O TDAH não é exclusivo da infância. Em adolescentes, frequentemente se manifesta com impacto direto no desempenho escolar, nas relações sociais e na regulação emocional. Em adultos, o quadro costuma se apresentar de forma mais sutil — dificuldade de manter foco, procrastinação crônica, impulsividade nas decisões, instabilidade profissional e sensação persistente de não atingir o próprio potencial. Muitos adultos chegam ao consultório após décadas sem diagnóstico, tendo desenvolvido estratégias compensatórias que cobram um custo elevado em termos de esforço, ansiedade e autoestima
O diagnóstico de TDAH em adultos permanece subidentificado: sintomas de hiperatividade tendem a diminuir com a idade, enquanto desatenção e disfunção executiva persistem.

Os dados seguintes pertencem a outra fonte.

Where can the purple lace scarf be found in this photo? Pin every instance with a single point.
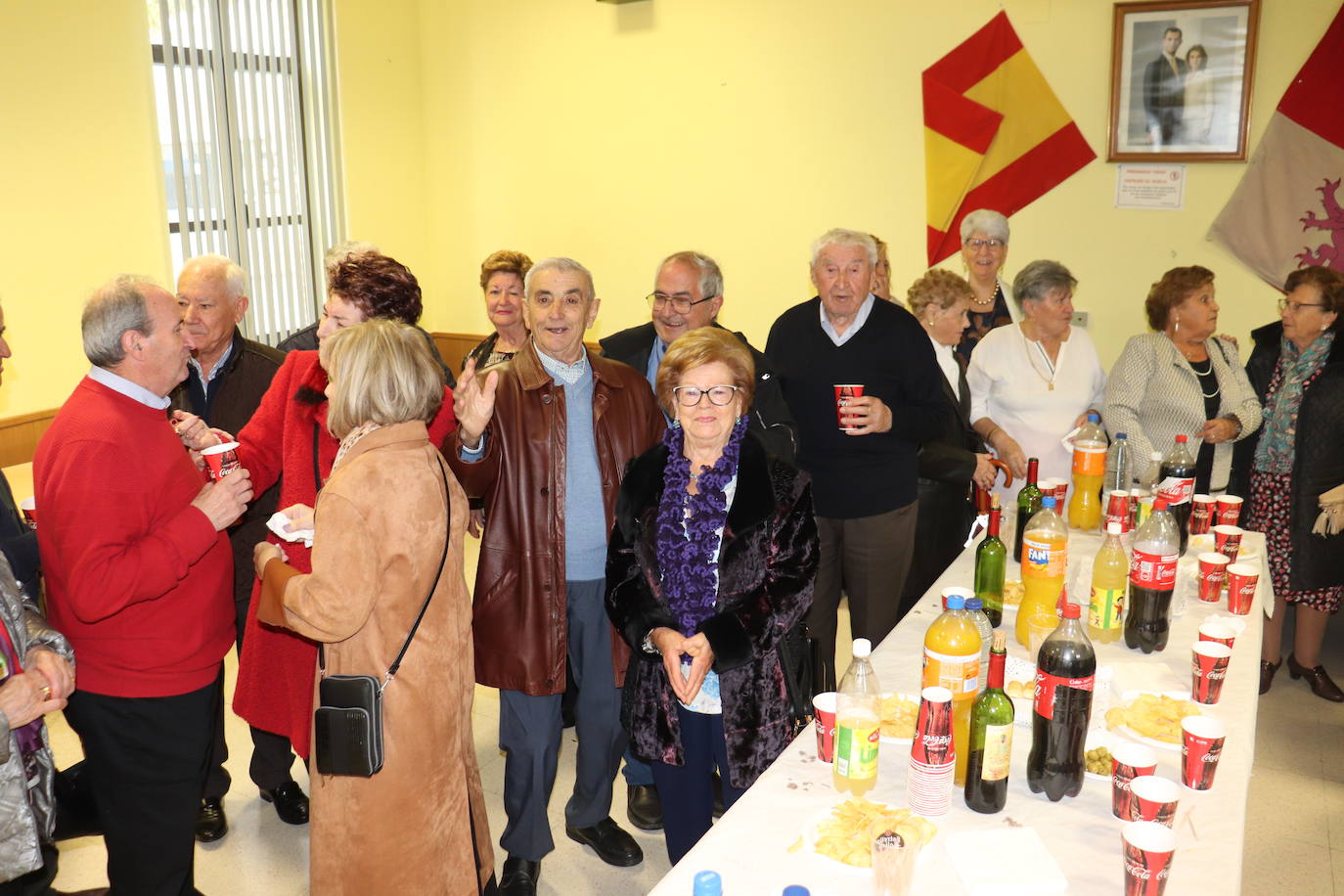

Em mulheres, o predomínio do subtipo desatento — sem hiperatividade motora — contribui para que o quadro passe despercebido por anos, frequentemente atribuído a ansiedade ou depressão.
A escolha entre psicoestimulantes (metilfenidato, lisdexanfetamina) e não estimulantes
(atomoxetina, bupropiona) depende do perfil clínico e farmacogenético. Variações no gene COMT Val158Met influenciam a disponibilidade de dopamina no córtex pré-frontal. O CYP2D6 determina a metabolização da atomoxetina — metabolizadores lentos podem necessitar de doses menores para evitar efeitos adversos.
Avaliação diagnóstica de TDAH em adolescentes (a partir dos 16 anos) e adultos.
Diferenciação de comorbidades: ansiedade, depressão, TEA e transtorno bipolar.
Escolha individualizada do psicofármaco com base no perfil farmacogenético.
Acompanhamento da resposta terapêutica e ajuste de dose com critério clínico.
Orientação sobre estratégias comportamentais e funcionais complementares.
Suporte para questões acadêmicas, profissionais e relacionais decorrentes do TDAH.
O objetivo não é eliminar a singularidade do paciente — mas reduzir o custo que os sintomas impõem à sua vida cotidiana, construindo um plano terapêutico que respeite sua biologia e suas metas.